SWEET AND SOUR PORK 
This is a fairly simple dish to make and tastes much better than the same dish served in Chinese restaurants.

1/4 c. flour
2 tsp. ginger
1 lb. pork boneless shoulder, cut into 1/2 inch cubes
1/4 c. oil
1 (12 oz.) can pineapple chunks
1/4 c. vinegar
1/4 c. soy sauce
1 1/2 tsp. Worcestershire sauce
1/3 c. sugar
1 1/2 tsp. salt
1/4 tsp. pepper
1 green pepper, cut into strips
1 can bean sprouts, drained
1 can water chestnuts, sliced and drained
1 can bamboo shoots, drained
1-2 carrots, sliced
1 onion, chopped
1 tbsp. chili sauce
White rice

1. Mix 2 tablespoons of the flour and ginger. Coat pork with the flour mixture. Heat oil in a large skillet. Fry pork until brown, remove from skillet.
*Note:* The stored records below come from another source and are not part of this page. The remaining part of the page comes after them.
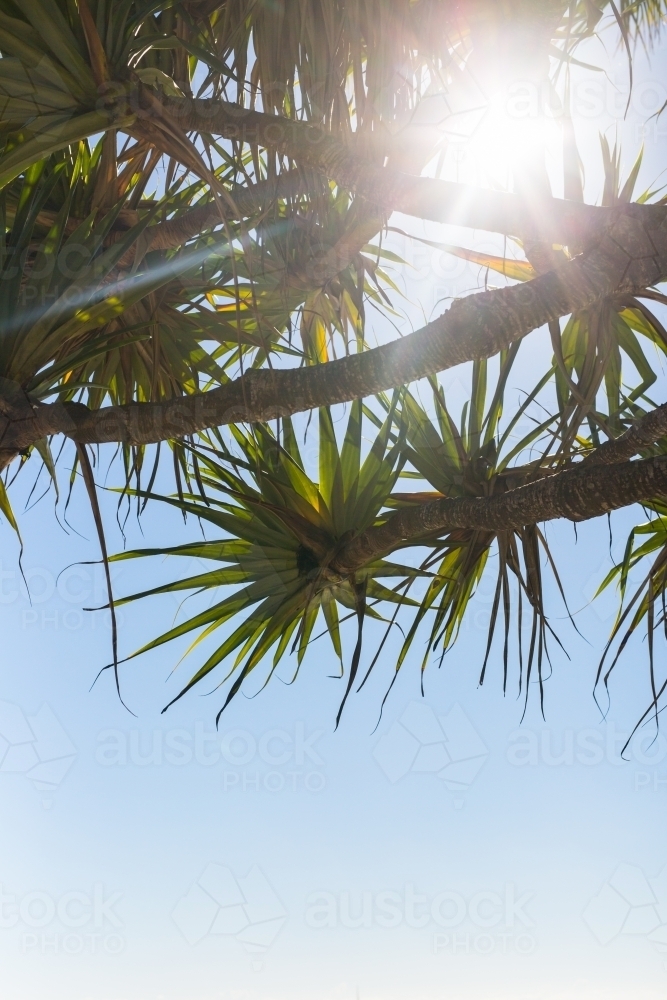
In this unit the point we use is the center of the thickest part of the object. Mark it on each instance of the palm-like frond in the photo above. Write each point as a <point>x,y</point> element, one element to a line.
<point>282,532</point>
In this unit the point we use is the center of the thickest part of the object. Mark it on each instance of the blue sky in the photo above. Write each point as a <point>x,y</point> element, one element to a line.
<point>151,858</point>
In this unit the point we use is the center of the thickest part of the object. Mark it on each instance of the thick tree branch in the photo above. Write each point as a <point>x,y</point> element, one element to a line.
<point>646,431</point>
<point>551,220</point>
<point>577,494</point>
<point>629,258</point>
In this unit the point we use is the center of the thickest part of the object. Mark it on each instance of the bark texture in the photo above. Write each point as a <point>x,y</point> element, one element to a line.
<point>577,494</point>
<point>627,259</point>
<point>549,219</point>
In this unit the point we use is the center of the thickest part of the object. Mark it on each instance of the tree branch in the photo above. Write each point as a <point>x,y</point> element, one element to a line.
<point>577,494</point>
<point>629,258</point>
<point>646,431</point>
<point>549,220</point>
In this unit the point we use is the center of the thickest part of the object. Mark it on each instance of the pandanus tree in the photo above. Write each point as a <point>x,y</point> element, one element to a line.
<point>194,201</point>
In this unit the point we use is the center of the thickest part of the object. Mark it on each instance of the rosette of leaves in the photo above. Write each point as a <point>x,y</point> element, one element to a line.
<point>280,532</point>
<point>474,458</point>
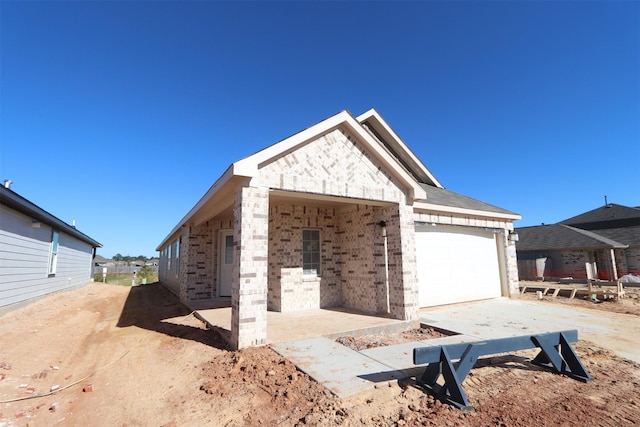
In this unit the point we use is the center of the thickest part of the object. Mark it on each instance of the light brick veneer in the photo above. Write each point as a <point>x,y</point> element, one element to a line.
<point>249,283</point>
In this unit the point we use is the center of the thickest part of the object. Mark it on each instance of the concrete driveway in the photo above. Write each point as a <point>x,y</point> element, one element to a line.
<point>346,372</point>
<point>504,317</point>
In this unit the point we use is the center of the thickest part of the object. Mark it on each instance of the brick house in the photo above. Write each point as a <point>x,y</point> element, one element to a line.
<point>339,214</point>
<point>603,243</point>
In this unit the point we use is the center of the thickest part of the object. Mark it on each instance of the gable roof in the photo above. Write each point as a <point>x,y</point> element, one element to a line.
<point>627,235</point>
<point>249,166</point>
<point>382,143</point>
<point>446,198</point>
<point>608,216</point>
<point>561,236</point>
<point>18,203</point>
<point>382,132</point>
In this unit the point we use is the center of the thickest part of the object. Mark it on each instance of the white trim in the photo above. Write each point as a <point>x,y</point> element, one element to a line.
<point>422,206</point>
<point>381,123</point>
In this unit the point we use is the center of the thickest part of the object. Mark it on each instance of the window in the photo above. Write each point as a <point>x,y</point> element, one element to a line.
<point>53,259</point>
<point>168,258</point>
<point>311,252</point>
<point>177,254</point>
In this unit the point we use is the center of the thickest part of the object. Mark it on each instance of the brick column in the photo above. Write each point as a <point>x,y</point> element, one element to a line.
<point>403,277</point>
<point>513,283</point>
<point>250,268</point>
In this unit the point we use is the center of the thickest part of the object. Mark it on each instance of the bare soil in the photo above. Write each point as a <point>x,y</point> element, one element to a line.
<point>121,356</point>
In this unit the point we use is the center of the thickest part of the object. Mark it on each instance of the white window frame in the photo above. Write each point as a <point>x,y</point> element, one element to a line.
<point>177,255</point>
<point>311,247</point>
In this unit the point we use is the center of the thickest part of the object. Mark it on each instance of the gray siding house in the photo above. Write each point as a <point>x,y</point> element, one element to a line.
<point>341,214</point>
<point>39,253</point>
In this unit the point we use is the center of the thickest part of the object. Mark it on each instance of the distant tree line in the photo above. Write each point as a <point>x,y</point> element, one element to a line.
<point>129,258</point>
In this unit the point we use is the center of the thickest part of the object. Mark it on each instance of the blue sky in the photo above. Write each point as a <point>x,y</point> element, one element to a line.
<point>120,115</point>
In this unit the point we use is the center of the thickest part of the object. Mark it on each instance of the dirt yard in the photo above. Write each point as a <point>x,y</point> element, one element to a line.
<point>110,355</point>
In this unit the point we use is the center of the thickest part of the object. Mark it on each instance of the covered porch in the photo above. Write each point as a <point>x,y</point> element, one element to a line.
<point>331,323</point>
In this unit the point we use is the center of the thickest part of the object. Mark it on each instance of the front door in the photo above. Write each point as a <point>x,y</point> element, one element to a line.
<point>225,263</point>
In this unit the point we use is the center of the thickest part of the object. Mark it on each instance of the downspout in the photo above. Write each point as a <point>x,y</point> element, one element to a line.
<point>386,266</point>
<point>613,265</point>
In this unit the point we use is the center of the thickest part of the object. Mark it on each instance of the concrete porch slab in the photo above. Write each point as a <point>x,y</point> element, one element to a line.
<point>297,325</point>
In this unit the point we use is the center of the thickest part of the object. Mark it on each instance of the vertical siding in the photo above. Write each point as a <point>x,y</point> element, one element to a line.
<point>24,260</point>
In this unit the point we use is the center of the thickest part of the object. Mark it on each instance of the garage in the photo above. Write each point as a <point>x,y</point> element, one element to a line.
<point>456,264</point>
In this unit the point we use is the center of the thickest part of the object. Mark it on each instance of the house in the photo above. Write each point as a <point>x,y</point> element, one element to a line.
<point>603,243</point>
<point>39,253</point>
<point>340,214</point>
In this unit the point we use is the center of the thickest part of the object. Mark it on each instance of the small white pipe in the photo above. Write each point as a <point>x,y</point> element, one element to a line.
<point>386,268</point>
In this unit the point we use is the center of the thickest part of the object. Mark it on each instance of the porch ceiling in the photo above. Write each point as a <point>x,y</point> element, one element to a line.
<point>321,200</point>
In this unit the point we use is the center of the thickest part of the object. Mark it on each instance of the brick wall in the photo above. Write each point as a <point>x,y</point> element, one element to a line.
<point>289,289</point>
<point>250,268</point>
<point>199,259</point>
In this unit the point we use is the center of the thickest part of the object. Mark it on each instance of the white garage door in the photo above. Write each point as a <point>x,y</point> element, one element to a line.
<point>456,265</point>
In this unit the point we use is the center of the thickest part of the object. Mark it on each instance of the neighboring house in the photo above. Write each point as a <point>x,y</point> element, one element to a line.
<point>603,243</point>
<point>339,214</point>
<point>100,261</point>
<point>39,253</point>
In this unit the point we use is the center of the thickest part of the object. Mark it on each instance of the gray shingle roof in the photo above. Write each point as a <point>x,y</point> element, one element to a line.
<point>608,216</point>
<point>16,202</point>
<point>440,196</point>
<point>560,236</point>
<point>627,235</point>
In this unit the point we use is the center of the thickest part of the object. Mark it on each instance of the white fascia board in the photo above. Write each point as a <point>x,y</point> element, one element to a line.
<point>463,211</point>
<point>249,166</point>
<point>226,176</point>
<point>372,113</point>
<point>417,192</point>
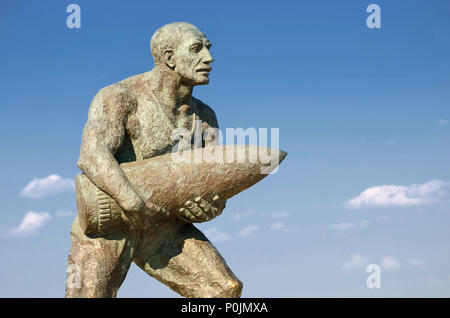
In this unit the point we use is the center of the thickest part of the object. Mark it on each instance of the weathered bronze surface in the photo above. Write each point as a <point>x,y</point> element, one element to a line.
<point>135,202</point>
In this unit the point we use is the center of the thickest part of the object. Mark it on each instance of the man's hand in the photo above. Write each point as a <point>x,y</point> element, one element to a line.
<point>133,204</point>
<point>200,210</point>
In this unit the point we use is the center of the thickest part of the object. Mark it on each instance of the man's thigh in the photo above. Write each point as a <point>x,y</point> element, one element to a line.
<point>181,257</point>
<point>97,266</point>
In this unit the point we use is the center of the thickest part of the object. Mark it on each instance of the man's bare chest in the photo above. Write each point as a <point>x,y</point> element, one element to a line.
<point>153,130</point>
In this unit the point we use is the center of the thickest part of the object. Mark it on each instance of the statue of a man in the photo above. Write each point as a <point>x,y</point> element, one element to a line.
<point>134,120</point>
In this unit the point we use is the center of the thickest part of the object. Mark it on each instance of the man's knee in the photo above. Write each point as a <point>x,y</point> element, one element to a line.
<point>233,289</point>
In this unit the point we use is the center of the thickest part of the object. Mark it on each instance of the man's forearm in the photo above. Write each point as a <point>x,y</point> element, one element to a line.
<point>104,171</point>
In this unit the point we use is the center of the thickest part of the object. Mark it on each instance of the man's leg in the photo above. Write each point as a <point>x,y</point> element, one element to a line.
<point>181,257</point>
<point>97,266</point>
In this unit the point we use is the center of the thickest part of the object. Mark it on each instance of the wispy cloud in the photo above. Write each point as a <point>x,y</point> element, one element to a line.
<point>64,213</point>
<point>237,216</point>
<point>215,235</point>
<point>31,222</point>
<point>278,226</point>
<point>348,225</point>
<point>399,195</point>
<point>389,263</point>
<point>415,262</point>
<point>51,185</point>
<point>357,262</point>
<point>279,214</point>
<point>248,231</point>
<point>442,122</point>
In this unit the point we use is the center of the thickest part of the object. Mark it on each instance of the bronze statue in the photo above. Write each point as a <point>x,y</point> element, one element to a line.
<point>134,203</point>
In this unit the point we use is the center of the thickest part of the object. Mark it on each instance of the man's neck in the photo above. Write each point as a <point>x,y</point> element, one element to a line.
<point>169,90</point>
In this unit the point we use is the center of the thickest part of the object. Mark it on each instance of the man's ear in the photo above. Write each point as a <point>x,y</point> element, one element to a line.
<point>168,59</point>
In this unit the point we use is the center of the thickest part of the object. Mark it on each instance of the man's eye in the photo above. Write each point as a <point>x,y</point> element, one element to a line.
<point>196,48</point>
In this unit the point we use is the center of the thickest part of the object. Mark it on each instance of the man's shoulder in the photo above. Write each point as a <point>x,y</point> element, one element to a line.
<point>206,113</point>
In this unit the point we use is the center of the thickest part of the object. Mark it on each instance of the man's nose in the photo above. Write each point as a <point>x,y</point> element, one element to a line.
<point>207,57</point>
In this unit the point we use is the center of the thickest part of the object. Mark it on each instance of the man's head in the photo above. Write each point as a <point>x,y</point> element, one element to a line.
<point>185,49</point>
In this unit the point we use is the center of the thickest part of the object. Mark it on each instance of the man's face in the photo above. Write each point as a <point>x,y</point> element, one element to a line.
<point>192,58</point>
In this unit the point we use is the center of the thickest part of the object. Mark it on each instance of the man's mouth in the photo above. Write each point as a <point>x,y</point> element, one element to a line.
<point>205,70</point>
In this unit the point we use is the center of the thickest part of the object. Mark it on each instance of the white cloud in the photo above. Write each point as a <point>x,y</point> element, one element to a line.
<point>357,262</point>
<point>415,262</point>
<point>348,225</point>
<point>215,235</point>
<point>64,213</point>
<point>391,144</point>
<point>389,263</point>
<point>51,185</point>
<point>398,195</point>
<point>278,226</point>
<point>279,214</point>
<point>31,222</point>
<point>248,231</point>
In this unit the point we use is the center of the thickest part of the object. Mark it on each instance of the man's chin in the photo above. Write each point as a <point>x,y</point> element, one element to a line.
<point>204,80</point>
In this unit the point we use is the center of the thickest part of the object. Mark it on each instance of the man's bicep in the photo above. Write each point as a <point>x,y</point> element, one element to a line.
<point>107,117</point>
<point>100,131</point>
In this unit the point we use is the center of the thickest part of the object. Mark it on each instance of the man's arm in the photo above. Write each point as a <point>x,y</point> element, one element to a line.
<point>198,209</point>
<point>102,136</point>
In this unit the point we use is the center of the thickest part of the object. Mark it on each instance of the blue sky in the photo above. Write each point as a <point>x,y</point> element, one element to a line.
<point>357,108</point>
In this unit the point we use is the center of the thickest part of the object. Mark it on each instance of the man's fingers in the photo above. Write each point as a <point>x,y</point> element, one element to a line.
<point>197,211</point>
<point>186,215</point>
<point>208,208</point>
<point>219,203</point>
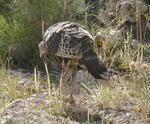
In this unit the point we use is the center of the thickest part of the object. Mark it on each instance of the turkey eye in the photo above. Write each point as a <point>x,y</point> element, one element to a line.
<point>67,38</point>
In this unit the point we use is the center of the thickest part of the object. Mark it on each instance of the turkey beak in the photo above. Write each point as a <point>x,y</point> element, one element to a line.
<point>42,48</point>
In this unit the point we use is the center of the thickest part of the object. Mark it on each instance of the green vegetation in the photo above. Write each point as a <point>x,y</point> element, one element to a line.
<point>22,24</point>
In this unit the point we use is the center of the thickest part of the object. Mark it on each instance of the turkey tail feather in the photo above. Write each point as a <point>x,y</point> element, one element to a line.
<point>94,66</point>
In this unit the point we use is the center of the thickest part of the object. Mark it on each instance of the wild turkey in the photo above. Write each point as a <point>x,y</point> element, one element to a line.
<point>71,45</point>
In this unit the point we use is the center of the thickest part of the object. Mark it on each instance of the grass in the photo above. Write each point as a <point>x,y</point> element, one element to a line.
<point>128,93</point>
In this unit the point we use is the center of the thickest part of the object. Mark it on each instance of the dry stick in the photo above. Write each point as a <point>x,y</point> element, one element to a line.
<point>48,79</point>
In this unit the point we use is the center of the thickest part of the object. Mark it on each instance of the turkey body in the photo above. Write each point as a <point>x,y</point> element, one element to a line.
<point>71,44</point>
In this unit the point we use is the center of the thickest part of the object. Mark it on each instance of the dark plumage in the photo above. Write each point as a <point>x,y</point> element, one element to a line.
<point>72,43</point>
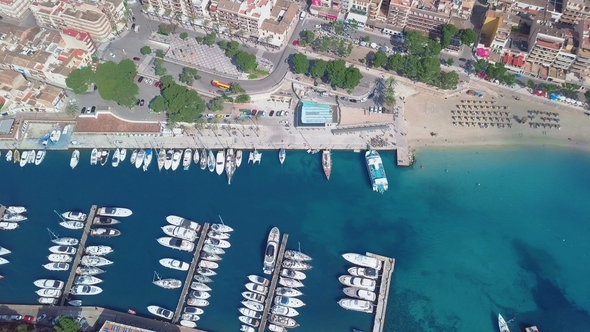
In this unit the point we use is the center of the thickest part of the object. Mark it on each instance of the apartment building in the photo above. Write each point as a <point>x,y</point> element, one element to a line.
<point>16,9</point>
<point>103,20</point>
<point>246,16</point>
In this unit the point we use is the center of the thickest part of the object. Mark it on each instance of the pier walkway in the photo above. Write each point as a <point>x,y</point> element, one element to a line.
<point>273,283</point>
<point>388,264</point>
<point>191,272</point>
<point>78,256</point>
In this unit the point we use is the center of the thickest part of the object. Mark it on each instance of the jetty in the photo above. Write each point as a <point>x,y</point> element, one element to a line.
<point>189,276</point>
<point>79,254</point>
<point>273,283</point>
<point>388,264</point>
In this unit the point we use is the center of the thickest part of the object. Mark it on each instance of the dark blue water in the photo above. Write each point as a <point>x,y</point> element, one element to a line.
<point>474,234</point>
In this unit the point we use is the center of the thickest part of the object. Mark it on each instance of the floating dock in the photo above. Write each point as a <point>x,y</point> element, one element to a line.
<point>79,254</point>
<point>388,264</point>
<point>273,283</point>
<point>191,272</point>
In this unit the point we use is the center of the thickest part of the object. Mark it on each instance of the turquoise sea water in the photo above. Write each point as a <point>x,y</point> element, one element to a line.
<point>515,244</point>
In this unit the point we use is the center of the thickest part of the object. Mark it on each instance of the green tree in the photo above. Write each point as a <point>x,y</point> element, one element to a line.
<point>79,80</point>
<point>301,63</point>
<point>146,50</point>
<point>318,70</point>
<point>67,324</point>
<point>468,37</point>
<point>379,59</point>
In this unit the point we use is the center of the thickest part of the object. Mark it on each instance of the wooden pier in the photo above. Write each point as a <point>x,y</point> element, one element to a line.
<point>388,264</point>
<point>273,283</point>
<point>79,254</point>
<point>189,276</point>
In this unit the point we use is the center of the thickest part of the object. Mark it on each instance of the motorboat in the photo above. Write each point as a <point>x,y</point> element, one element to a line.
<point>199,295</point>
<point>249,321</point>
<point>254,296</point>
<point>259,280</point>
<point>250,313</point>
<point>94,157</point>
<point>65,250</point>
<point>49,292</point>
<point>147,160</point>
<point>362,260</point>
<point>95,261</point>
<point>359,293</point>
<point>327,163</point>
<point>40,156</point>
<point>174,264</point>
<point>282,321</point>
<point>66,241</point>
<point>139,158</point>
<point>115,160</point>
<point>213,249</point>
<point>59,258</point>
<point>105,232</point>
<point>208,265</point>
<point>86,290</point>
<point>195,285</point>
<point>296,255</point>
<point>180,232</point>
<point>75,159</point>
<point>288,292</point>
<point>252,305</point>
<point>98,250</point>
<point>502,324</point>
<point>176,159</point>
<point>288,282</point>
<point>57,266</point>
<point>49,283</point>
<point>364,272</point>
<point>270,254</point>
<point>105,221</point>
<point>113,212</point>
<point>219,162</point>
<point>87,280</point>
<point>356,305</point>
<point>238,158</point>
<point>211,161</point>
<point>293,274</point>
<point>176,243</point>
<point>88,270</point>
<point>74,215</point>
<point>104,156</point>
<point>71,224</point>
<point>182,222</point>
<point>161,159</point>
<point>217,243</point>
<point>197,302</point>
<point>288,301</point>
<point>160,312</point>
<point>284,311</point>
<point>368,284</point>
<point>206,272</point>
<point>219,236</point>
<point>187,158</point>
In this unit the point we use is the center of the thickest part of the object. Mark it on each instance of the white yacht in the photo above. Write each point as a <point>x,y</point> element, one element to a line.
<point>86,290</point>
<point>75,159</point>
<point>176,159</point>
<point>49,283</point>
<point>176,243</point>
<point>113,212</point>
<point>356,305</point>
<point>174,264</point>
<point>180,232</point>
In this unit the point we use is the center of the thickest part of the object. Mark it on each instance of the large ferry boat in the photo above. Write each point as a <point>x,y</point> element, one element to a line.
<point>376,171</point>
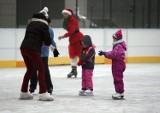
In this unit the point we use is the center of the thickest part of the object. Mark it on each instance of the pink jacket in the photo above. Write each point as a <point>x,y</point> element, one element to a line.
<point>118,51</point>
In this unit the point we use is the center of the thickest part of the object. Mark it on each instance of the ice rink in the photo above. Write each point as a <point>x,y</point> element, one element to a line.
<point>142,91</point>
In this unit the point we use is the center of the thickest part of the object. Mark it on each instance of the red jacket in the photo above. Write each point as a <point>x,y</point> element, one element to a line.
<point>73,28</point>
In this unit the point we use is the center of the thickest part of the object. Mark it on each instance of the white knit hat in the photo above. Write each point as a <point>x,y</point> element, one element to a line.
<point>45,12</point>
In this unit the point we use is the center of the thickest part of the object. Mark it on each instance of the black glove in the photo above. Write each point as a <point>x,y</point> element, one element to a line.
<point>55,53</point>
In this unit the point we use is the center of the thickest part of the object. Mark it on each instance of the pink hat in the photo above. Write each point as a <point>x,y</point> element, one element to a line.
<point>118,35</point>
<point>67,11</point>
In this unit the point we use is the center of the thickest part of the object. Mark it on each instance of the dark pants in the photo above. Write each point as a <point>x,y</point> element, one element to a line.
<point>48,81</point>
<point>33,61</point>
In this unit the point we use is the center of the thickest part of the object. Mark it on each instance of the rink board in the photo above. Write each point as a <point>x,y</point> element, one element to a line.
<point>98,60</point>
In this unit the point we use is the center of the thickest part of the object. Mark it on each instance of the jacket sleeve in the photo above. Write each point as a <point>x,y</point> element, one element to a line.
<point>87,56</point>
<point>117,51</point>
<point>71,27</point>
<point>46,35</point>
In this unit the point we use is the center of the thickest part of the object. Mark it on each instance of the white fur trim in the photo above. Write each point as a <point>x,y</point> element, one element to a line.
<point>66,11</point>
<point>40,20</point>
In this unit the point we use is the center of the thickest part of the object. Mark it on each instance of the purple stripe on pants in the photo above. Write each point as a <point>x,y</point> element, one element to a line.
<point>87,79</point>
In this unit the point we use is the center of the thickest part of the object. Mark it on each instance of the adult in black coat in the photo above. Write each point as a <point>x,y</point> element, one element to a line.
<point>37,34</point>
2. Add enough water to pineapple syrup to measure 1 cup. Mix remaining flour and the syrup together. Stir syrup-flour mixture, vinegar, soy sauce and Worcestershire sauce into oil in skillet. Heat to boiling, stirring constantly. Boil 1 minute, reduce heat, stir in sugar, salt, pepper and pork. Cover and simmer under low heat for about 45 minutes until tender.

3. Add pineapple, pepper, carrot, onions and cook uncovered 10 minutes. Stir in chili sauce, bean sprouts, water chestnuts and bamboo shoots and cook 5 minutes longer.

4. Serve over rice. Serves 4-6 people.